Year: Team; No.; Make; 1; 2; 3; 4; 5; 6; 7; 8; 9; 10; 11; 12; 13; 14; 15; 16; 17; 18; 19; 20; 21; 22; 23; NCWTC; Pts; Ref
2018: Jordan Anderson; 3; Toyota; DAY 9; TAL 7; 20th; 398
Chevy: ATL 24; LVS 17; MAR 22; DOV 18; KAN 25; CLT 20; TEX 19; IOW 23; GTW 23; CHI 17; KEN 19; POC 16; MCH 13; BRI 22; MSP 16; LVS 20; MAR 26; TEX 29; PHO 23; HOM 20
Ryan Newman: ELD 30
2019: Jordan Anderson; DAY 25; ATL 19; LVS 21; MAR 26; TEX 21; DOV 21; KAN 13; CLT 15; TEX 15; IOW 18; GTW 18; CHI 20; KEN 30; POC 13; MCH 14; BRI 28; MSP 16; LVS 14; TAL 21; MAR 12; PHO 28; HOM 21; 18th; 412
Carson Hocevar: ELD 25
2020: Jordan Anderson; DAY 2; LVS 20; CLT 31; ATL 37; HOM 31; POC 17; KEN 24; TEX 28; KAN 30; KAN 15; MCH 32; DAY 35; DOV 24; GTW 17; DAR 24; RCH 24; BRI 23; LVS 32; TAL 6; KAN 30; TEX 13; MAR 19; PHO 22; 18th; 323
2021: DAY 2; LVS 27; ATL 25; KAN 30; DAR 10; GTW 37; DAR 26; TAL 11; PHO 23; 34th; 237
Bobby Reuse: DAY 27; COA 34; GLN 29
J. R. Heffner: BRI Wth
Howie DiSavino III: RCH 34; TEX 23; POC 22; BRI 28; LVS 26
Keith McGee: CLT 29; NSS DNQ
Parker Price-Miller: KNX 29
Sage Karam: MAR 32
2022: Jordan Anderson; DAY DNQ; LVS 26; ATL 18; COA Wth; MAR; BRI; DAR; KAN; TEX 14; CLT; GTW 14; SON; TAL 36; HOM; PHO; 40th; 95; -*
Dylan Westbrook: KNO 17; NSS; MOH; POC; IRP; RCH; KAN; BRI

===Partnerships===
====Roper Racing No. 04====
Jordan Anderson Racing used the owner points of the Roper Racing No. 04 at Mosport in 2019 for Roger Reuse in a one-off deal which also included his brother Bobby driving the No. 56 Hill truck.

====Premium Motorsports No. 15====
For the Iowa race in 2018, Jordan Anderson Racing fielded a second truck using the owner points from the Premium Motorsports No. 15 truck for Bobby Reuse. Reuse started 32nd and finished 25th after having suspension issues. Reuse was supposed to drive at Gateway but Bryant Barnhill drove the truck instead. Bryant made his debut at Gateway starting 28th and finished 31st after his engine blew up on lap five. They used No. 15 owner's points to make both races.
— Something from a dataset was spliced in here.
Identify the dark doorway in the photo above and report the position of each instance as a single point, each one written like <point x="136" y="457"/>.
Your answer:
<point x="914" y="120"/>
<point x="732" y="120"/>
====Niece Motorsports No. 38====
For the Eldora race in 2019, Anderson partnered with Niece Motorsports to jointly field Niece's No. 38 truck, which was driven by dirt racer Mark Smith, who made his NASCAR debut in this race.
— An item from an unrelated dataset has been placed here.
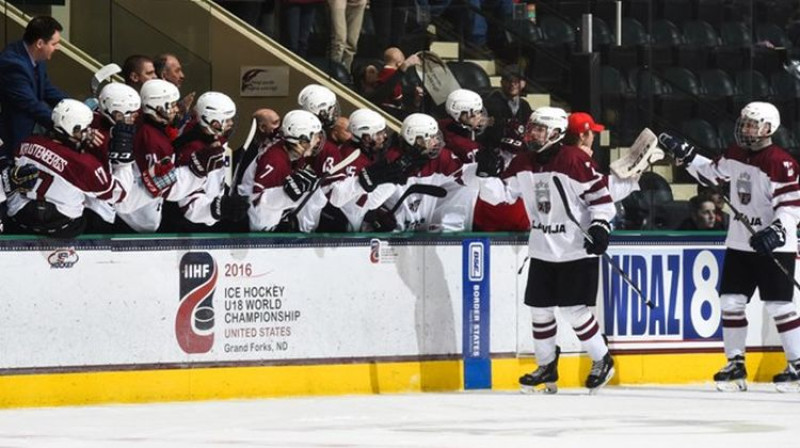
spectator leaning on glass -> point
(26, 94)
====CMI Motorsports No. 49====
In 2020 and 2021, Anderson partnered with CMI Motorsports to jointly field CMI's No. 49 truck for Roger Reuse to drive at the Daytona Road Course. However, in 2021, qualifying was not held for the race, and due to there being over forty trucks on the entry list and the No. 49 being too low in owner points, the entry was excluded from the field. Anderson would use the team's owner points again at Gateway in 2020 with Roger making his first NASCAR start on an oval.
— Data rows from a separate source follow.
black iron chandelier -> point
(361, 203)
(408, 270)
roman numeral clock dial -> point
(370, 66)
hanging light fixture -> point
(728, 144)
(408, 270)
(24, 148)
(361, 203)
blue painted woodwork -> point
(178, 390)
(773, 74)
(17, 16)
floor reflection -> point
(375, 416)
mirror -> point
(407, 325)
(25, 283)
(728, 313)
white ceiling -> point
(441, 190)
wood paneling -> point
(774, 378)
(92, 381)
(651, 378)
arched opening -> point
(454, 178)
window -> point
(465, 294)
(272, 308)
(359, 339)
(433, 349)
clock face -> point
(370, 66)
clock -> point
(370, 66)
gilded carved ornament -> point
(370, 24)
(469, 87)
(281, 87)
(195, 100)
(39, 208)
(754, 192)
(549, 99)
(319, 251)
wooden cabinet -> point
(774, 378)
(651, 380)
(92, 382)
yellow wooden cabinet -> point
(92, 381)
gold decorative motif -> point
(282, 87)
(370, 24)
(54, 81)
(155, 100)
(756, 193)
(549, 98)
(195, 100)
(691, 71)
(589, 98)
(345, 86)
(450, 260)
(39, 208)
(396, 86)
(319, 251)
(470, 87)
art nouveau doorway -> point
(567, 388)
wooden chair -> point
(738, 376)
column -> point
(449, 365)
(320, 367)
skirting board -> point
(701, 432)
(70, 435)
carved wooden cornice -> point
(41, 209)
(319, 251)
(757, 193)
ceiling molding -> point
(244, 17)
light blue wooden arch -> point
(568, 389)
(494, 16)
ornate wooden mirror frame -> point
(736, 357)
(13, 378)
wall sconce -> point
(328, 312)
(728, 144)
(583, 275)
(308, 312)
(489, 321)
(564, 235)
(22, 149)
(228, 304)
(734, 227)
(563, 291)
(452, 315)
====Hill Motorsports No. 56====
Jordan Anderson Racing used the owner points of the Hill Motorsports No. 56 at Mosport in 2019 for Bobby Reuse in a one-off deal which also included his brother Roger driving the No. 04 Roper truck. Anderson would use the team's owner points again at Phoenix, fielding the No. 56 for Carson Hocevar.

====JJL Motorsports No. 97====
Jordan Anderson Racing used JJL Motorsports' No. 97 owner points for Roger Reuse to drive at Mosport in 2018.